Instance-level identification (ILR) is the computer vision task of identifying a specific instance of an object, not just the category to which it belongs. For example, we are not interested in labeling images as “post-Impressionist paintings,” but rather as “Starry night over the Rhone by Vincent Van Gogh” or “Arc de Triomphe, Paris, France,” rather than simply “The Arch.” Instance-level identification problems exist in many domains, such as landmarks, artwork, products or logos, and have applications in visual search applications, personal photo organization, shopping, and so on. Over the past few years, Google has been contributing to ILR research through the Google Landmarks Dataset, Google Landmarks Dataset V2 (GLDv2), and novel models such as DELF and detect-to-Retrieve.

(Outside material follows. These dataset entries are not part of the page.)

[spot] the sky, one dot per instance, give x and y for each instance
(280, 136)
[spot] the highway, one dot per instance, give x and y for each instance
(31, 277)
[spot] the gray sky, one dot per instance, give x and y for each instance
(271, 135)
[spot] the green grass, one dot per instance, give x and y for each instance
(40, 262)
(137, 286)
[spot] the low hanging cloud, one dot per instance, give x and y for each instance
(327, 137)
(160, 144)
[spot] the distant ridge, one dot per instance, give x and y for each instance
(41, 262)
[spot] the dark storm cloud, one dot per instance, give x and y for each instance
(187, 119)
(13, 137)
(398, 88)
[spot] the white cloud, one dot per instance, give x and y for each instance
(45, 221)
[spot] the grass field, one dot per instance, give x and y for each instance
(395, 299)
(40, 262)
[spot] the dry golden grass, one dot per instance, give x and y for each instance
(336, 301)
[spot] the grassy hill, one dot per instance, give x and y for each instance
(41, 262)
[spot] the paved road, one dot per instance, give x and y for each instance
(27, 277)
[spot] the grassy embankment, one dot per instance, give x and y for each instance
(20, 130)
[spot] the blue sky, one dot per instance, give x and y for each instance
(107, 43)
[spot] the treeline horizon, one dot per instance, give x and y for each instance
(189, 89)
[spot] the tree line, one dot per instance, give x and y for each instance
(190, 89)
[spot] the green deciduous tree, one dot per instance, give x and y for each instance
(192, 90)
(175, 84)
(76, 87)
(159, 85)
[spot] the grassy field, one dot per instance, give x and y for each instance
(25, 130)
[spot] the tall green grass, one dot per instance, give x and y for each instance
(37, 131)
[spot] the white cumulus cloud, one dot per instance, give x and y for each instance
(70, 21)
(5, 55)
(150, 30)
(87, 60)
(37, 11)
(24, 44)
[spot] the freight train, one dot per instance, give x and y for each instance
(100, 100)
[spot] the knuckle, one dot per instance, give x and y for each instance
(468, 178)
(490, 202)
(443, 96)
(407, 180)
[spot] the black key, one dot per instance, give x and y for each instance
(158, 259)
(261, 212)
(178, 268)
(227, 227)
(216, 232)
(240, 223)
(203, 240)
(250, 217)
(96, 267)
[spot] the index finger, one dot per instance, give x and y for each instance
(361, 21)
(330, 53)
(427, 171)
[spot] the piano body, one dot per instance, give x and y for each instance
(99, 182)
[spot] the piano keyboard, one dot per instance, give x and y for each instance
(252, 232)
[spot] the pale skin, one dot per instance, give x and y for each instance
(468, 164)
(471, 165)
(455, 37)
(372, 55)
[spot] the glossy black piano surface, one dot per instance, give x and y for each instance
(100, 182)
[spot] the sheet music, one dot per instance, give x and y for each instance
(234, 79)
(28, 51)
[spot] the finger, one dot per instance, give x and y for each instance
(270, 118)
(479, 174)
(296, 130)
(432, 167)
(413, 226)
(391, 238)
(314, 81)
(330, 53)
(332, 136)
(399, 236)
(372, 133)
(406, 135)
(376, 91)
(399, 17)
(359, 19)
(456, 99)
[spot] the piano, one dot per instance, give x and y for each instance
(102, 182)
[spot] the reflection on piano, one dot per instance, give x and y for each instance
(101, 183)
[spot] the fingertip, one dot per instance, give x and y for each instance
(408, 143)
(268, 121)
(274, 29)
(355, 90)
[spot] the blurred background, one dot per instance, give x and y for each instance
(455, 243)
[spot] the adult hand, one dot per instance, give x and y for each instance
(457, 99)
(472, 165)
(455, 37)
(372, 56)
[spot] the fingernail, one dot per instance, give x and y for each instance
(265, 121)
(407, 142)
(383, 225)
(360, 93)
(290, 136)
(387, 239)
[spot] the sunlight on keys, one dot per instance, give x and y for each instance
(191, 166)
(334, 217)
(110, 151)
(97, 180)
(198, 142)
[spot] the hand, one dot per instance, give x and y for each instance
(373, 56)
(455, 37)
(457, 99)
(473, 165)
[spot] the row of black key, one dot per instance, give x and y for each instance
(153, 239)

Today, we highlight some of the results from the instance level identification workshop at ECCV ’20. The workshop brought together experts and enthusiasts in the field for many fruitful discussions, including our ECCV ’20 paper “Deep Local and Global Features” (DELG), a state-of-the-art image feature model – Level Recognition, and open source libraries supporting DELG and other related ILR technologies. It also introduces two new milestone challenges based on GLDv2 (regarding identification and retrieval tasks) and future ILR challenges that extend to other areas: artwork identification and product retrieval. The long-term goal and challenge of the workshop is to advance the FIELD of ILR and drive the most advanced technologies by unifying research workflows from different fields, which to date have mostly been addressed as separate issues.

DELG: Depth local and global features

Effective image representation is a key component of solving instance level recognition problems. In general, two types of representations are required: global and local image features. Global features summarize the entire content of the image, resulting in a compact presentation, but discard information about the spatial arrangement of visual elements that might be characteristic of unique examples. On the other hand, local features include descriptors and geometric information about a particular image region; They are especially useful for matching images depicting the same object.

Currently, most systems that rely on these two characteristics require different models to adopt each of them separately, leading to redundant calculations and reduced overall efficiency. To solve this problem, we propose DELG, a unified model for local and global image features.

The DELG model utilizes a fully convolutional neural network with two distinct heads: one for global features and the other for local features. Global features are obtained using pooled feature maps at the deep network layer, which actually summarize the significant features of the input image and make the model more robust to subtle changes in the input. The local feature branch uses the intermediate feature map to detect the significant image regions with the help of the attention module, and generates descriptors representing relevant local contents in a differentiated way.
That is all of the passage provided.